Mission:
The belief that the visual arts are indispensable to a healthy community, it is the mission of the Minnetonka Center for the Arts to provide teaching excellence, quality exhibitions and cultural enrichment for people of all ages, interests and abilities.
About Us:
From its beginning, the Minnetonka Center for the Arts' purpose has been to help a diverse group of Minnesotans - particularly families and children-make art a part of everyday life. We believe in the value of art making and art appreciation. Art not only transforms materials-wet clay and paint, dry canvas and dusty marble, molten bronze and gold-it transforms lives. We see it in children who go on to higher education in art; start doing better in school; gain self esteem from the experience of creating; and turn around troublesome behaviors and attitudes.

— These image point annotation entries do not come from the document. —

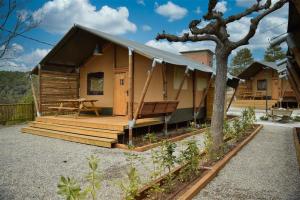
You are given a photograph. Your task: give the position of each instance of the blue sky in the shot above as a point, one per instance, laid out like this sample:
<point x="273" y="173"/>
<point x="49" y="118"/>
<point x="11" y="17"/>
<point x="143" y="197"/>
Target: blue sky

We see it in adults who discover talents they never knew they had; enrich their lives after retirement; find new meaning in life despite debilitating illnesses; and become part of a community where the common bonds are individual expression and love of beauty.
The Minnetonka Center for the Arts was born out of the enthusiasm, confidence, creativity and determination of a small group of people who agreed to take a summer painting class in someone's basement and see where it might lead. That was more than fifty years ago. By the time it was incorporated on June 17, 1952, the Art Center had a reputation for quality programming on a shoestring budget.
For its first three decades, the Center thrived, outgrowing a series of rented spaces. In the early 1970's, the community took a leap of faith in purchasing its first permanent home, the former Hill elementary school on North Shore Drive in Wayzata. The gymnasium became the main gallery, classrooms became studios and an art store. The organization added a painting studio, ceramics studio and sculpture studio with a metal pouring foundry. The Art Center still has the only publicly accessible foundry in the upper Midwest outside of a univer- sity setting.
In 1997, when a feasibility study showed that the building was structurally unstable and even extensive renovations could not bring it up to current building codes or improve its functionality to an acceptable level, the community took an even larger leap of faith and started a capital campaign for funds to build a new building on the same site as the old one. They were warned that they could never raise the $4.9 million of the original estimate. By the time the building was finished, the construction costs had risen to $6.3 million and the or- ganization had raised all but $30,000.
On February 28, 2002, the last class was held in the old building. On March 4, 2002, classes started in the cuurent building. With 30% more room, spaces designed for their intended functions, and a secure, climate-controlled gallery space, we will serve our community even more professionally.